En 2016 est née l’envie d’aller plus loin dans l’idée du comedy club en France, d’aller plus loin dans l’idée de professionnalisme dans les scènes dédiées au stand-up. C’est après avoir vu à Montréal le “Bordel Comedy Club”. J’avais visité les Comedy Club emblématiques des States, le Comedy Store, la Factory, mais c’est vraiment celui de Montréal qui m’a marqué. Il a été imaginé spécialement pour le stand-up donc forcément mieux pensé, c’est un peu comme à Paris si on pense au Paname Art Café, certains se sont faits dans des accidents et c’est ce qui est beau, mais ce n’est pas toujours l’idéal. Au “Bordel Comedy Club” tout a été réfléchi, l’acoustique, le nombre de personnes, le bon endroit ou asseoir les gens dans la salle pour que tout le public puisse profiter pleinement de la résonance. Dans une salle comme ça, je n’ai jamais entendu des rires aussi forts de toute ma vie. La disposition est incroyable. Il y a une petite lumière rouge pour dire à l’humoriste sur scène que son temps est écoulé, en loge il y a des écrans qui retransmettent ce qui se passe là-haut.

C’est comme ça qu’a été pensé le Madame Sarfati, un lieu pour les professionnels.

On s’est complètement inspiré de ce lieu. Je n’ai pas la carrure des humoristes de là-bas pour réussir à réaliser exactement pareil. C’est comme si Florence Foresti, Gad Elmaleh ou Jamel Debbouze faisaient un comedy club. Il y en a peu à leur niveau.

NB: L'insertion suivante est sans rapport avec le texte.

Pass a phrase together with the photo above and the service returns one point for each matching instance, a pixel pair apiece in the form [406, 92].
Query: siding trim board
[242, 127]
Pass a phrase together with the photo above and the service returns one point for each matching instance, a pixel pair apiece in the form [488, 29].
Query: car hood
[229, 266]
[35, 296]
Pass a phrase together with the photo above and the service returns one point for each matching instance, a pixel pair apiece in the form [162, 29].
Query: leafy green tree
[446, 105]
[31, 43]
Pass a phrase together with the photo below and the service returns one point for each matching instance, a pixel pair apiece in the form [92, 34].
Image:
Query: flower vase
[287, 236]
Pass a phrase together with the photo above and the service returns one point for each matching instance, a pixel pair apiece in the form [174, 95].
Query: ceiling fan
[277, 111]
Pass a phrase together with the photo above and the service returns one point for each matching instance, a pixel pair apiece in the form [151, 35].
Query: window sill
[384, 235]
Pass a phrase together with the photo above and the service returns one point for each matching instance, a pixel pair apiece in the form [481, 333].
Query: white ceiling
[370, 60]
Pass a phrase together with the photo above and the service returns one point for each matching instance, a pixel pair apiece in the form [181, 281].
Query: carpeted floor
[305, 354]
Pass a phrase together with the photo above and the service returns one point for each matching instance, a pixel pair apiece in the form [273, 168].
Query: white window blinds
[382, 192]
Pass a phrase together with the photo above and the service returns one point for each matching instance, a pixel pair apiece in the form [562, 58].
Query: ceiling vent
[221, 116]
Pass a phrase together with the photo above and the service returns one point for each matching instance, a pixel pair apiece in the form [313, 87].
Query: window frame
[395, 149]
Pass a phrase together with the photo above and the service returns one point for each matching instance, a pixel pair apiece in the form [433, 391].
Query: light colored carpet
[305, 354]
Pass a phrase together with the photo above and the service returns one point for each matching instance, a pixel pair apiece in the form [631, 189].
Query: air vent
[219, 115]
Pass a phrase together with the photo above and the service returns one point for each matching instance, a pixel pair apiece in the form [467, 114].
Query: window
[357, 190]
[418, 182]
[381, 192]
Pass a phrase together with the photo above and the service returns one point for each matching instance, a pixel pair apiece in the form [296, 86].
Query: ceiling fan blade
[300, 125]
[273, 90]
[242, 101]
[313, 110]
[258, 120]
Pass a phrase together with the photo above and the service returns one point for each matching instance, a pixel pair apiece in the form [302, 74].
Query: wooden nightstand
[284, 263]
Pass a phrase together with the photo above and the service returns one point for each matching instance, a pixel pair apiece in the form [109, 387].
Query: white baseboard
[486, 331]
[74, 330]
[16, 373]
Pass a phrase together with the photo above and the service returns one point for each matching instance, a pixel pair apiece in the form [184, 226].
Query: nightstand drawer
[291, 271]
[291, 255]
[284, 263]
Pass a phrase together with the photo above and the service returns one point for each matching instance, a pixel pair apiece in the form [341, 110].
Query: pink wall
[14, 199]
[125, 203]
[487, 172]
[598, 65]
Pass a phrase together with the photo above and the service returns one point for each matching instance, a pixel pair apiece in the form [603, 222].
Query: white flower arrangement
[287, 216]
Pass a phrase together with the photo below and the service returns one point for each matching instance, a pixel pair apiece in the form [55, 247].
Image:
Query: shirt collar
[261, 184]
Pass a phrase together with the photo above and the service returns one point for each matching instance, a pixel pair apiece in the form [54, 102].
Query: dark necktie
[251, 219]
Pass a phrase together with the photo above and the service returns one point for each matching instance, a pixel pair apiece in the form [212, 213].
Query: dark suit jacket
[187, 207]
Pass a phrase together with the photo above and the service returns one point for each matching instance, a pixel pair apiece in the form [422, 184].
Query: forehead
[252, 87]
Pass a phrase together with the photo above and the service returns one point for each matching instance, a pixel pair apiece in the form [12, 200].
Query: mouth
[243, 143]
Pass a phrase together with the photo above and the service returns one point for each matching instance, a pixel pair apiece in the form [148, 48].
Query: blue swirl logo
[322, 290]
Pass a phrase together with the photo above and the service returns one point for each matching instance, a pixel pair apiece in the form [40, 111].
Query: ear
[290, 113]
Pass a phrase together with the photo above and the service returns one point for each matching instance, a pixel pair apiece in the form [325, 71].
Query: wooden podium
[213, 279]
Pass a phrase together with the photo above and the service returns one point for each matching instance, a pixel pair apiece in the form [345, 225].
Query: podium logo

Tu ne te considères pas de cette trempe là ? 

Pas du tout. Il n’y a pas d’humoristes aujourd’hui qu’on peut mettre et qu’on pourra mettre au même niveau que ces trois là. C’est les trois Sannins légendaires, pour ceux qui regardent Naruto. C’est les piliers de l’humour en France. Peut-être qu’on les voit moins aujourd’hui parce qu’ils ont moins d’actualité, mais chacun dans leur domaine, ce sont des mastodontes. Jamel ça dépasse les limites de l’humour, c’est une icône, il a ouvert la place à un paysage dans les médias et dans le monde télévisuel. C’est le Mohamed Ali de sa catégorie. Ça dépasse les limites de son art. Florence Foresti parce qu’elle vient faire mieux que ses prédécesseurs, que c’est une femme qui s’est imposée et qu’elle a été pendant très longtemps la meilleure vendeuse humoriste. Et Gad Elmaleh pour tout ce qu’il a fait dans l’humour, il nous a choqué avec plein de personnages impactants, de vannes qui nous sont restées. Quand son DVD est sorti à l’époque, les gens ne parlaient que de ça. Ce sont les Zinedine Zidane, Ronaldo numéro 9 à l’époque dans le foot.

2016-2019, il aura fallu trois ans pour que le projet se concrétise.

En 2017 j’avais déjà visité une salle avec mon producteur, c’était le restaurant “La fidélité” en face de Gare de l’Est, et puis j’ai décidé de faire machine arrière. Et finalement huit mois après on a repris les recherches, trouvé nos propres investisseurs. Jusqu’à la rencontre avec Paolin Pascot qui nous a vraiment aidé sur toute la partie business plan. De là avec Jennifer, qui s’occupe du Madame Sarfati la journée, on a visité une dizaine de lieux, on ne pensait vraiment pas trouver l’endroit qui rassemblerait une salle de restauration, une autre salle de 100 msans poteaux, des loges, tout en étant bien placé aussi. Et puis il y a un budget à tenir. On a finalement signé ici il y a un an.

Qui sont finalement tes investisseurs ? 

Ils sont deux. Jean-Marc Dumontet mon producteur, c’est moi qui lui ai amené le projet. Et le second c’est Didier Rousseau, un entrepreneur du futur.

“Le prochain spectacle, il parlera d’amour”.


Crédit photo : Pete Casta/HYPEBEAST FRANCE

Tu es passé par de nombreuses scènes de stand-up. Qu’en as-tu retenu et qu’as-tu voulu garder et éliminer ici de ces expériences ?

J’avais envie que quand on entre dans ce lieu on se dise immédiatement qu’il a été fait pour ça. Qu’il a été pensé pour le stand-up dans les moindres détails. La hauteur a été mesurée au centimètre près, la taille de la scène également. Je voulais absolument que la scène soit à 180° parce que c’est ce que tu préfères quand tu es un stand-upper, c’est être dans le public.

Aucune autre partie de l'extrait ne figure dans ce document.